To and Froward
As I drove away from the urban East Coast it didn’t take long for the Great Smoky Mountains to live up to their name:
I stopped in a grocery store for breakfast and it was immediately apparent that I was outsider. Maybe something to do with the dress and Air Jordans because I hadn’t spoken a word before the two boys working there asked me where I was from and started telling me about how they’re actually much older than they look. Lol. Back on the road I touched base with Sheridan Roberts, head of the Artist-in-Residence Program at the Smokies. She met me at the park entrance but not before I passed through the town of Gatlinburg:
WTF? Um, where am I? Who knew there was such a cross section of through-hikers and Ripley’s Believe it or Not museum goers? Gatlinburg is also the number one city in the country to get married, as it turns out. Take that Vegas!
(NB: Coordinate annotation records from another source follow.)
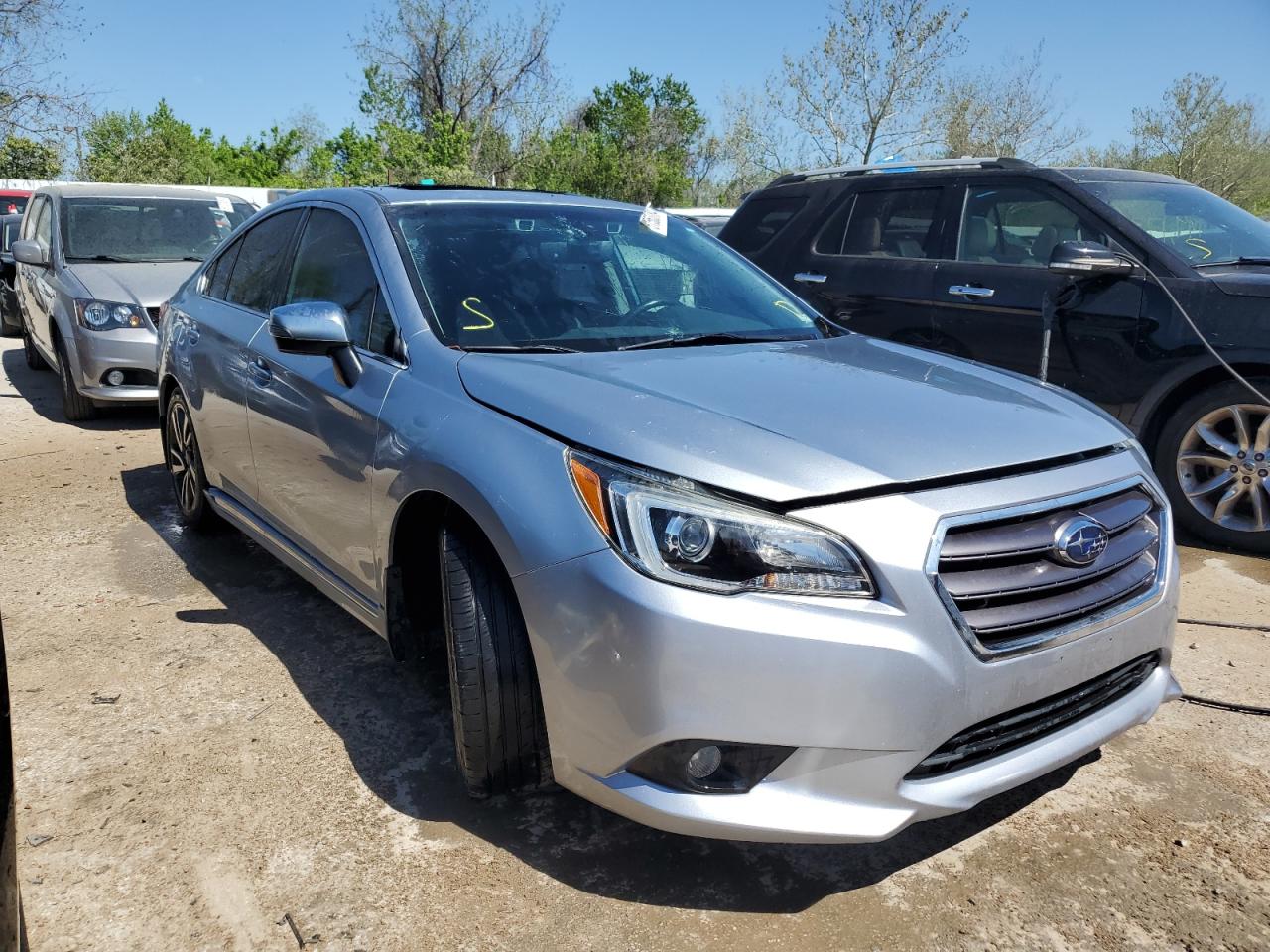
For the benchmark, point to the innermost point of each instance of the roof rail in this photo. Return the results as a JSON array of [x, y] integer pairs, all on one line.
[[1000, 162]]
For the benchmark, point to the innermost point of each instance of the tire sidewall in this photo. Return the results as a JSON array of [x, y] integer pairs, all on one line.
[[1185, 515]]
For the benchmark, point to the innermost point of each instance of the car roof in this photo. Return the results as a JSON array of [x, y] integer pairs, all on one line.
[[89, 189]]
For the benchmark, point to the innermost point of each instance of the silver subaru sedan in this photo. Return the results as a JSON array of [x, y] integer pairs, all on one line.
[[695, 553]]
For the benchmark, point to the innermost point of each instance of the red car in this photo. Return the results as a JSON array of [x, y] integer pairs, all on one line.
[[13, 200]]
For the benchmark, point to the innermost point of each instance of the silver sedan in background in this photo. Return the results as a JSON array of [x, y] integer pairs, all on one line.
[[697, 553]]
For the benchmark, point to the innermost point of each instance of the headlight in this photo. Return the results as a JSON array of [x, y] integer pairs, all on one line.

Sheridan took me to my bungalow where I met my two of my neighbors, Shaniqua and Ben, and got settled in. In the course of giving the place a semi-thorough cleaning I came across two spiders that looked suspiciously like the Brown Recluse, a poisonous spider known to inhabit the GSMR buildings. I got one outside on a stick but the other one’s gone rogue, so, there’s that.
I also got a bit of schooling on the Smokies. Here are the highlights: 1) GSM is a rainforest! 2) Black Bears. Lots of ’em. But you only have to worry if they’re silent because that means they’re hunting you. 3) GSM is the most visited National Park in the country. The touristy drives are so popular that you could be waiting in a traffic jam of vista peepers for six hours on a five mile loop. I can’t help but think about Robert Moses with this one. Would the parks have figured out a better mass transit system if not for him? Some of the parks out west are train accessible but not the Smokies. 4) There are touristy towns at both the North and South entrances to the park. The Southern one is Cherokee themed. 5) People from all over the world come to GSM in early June for an event known as Synchronous Fireflies. Visitors have to enter a lottery system just to get into the park on evenings when the fireflies congregate. Perfect. Timing.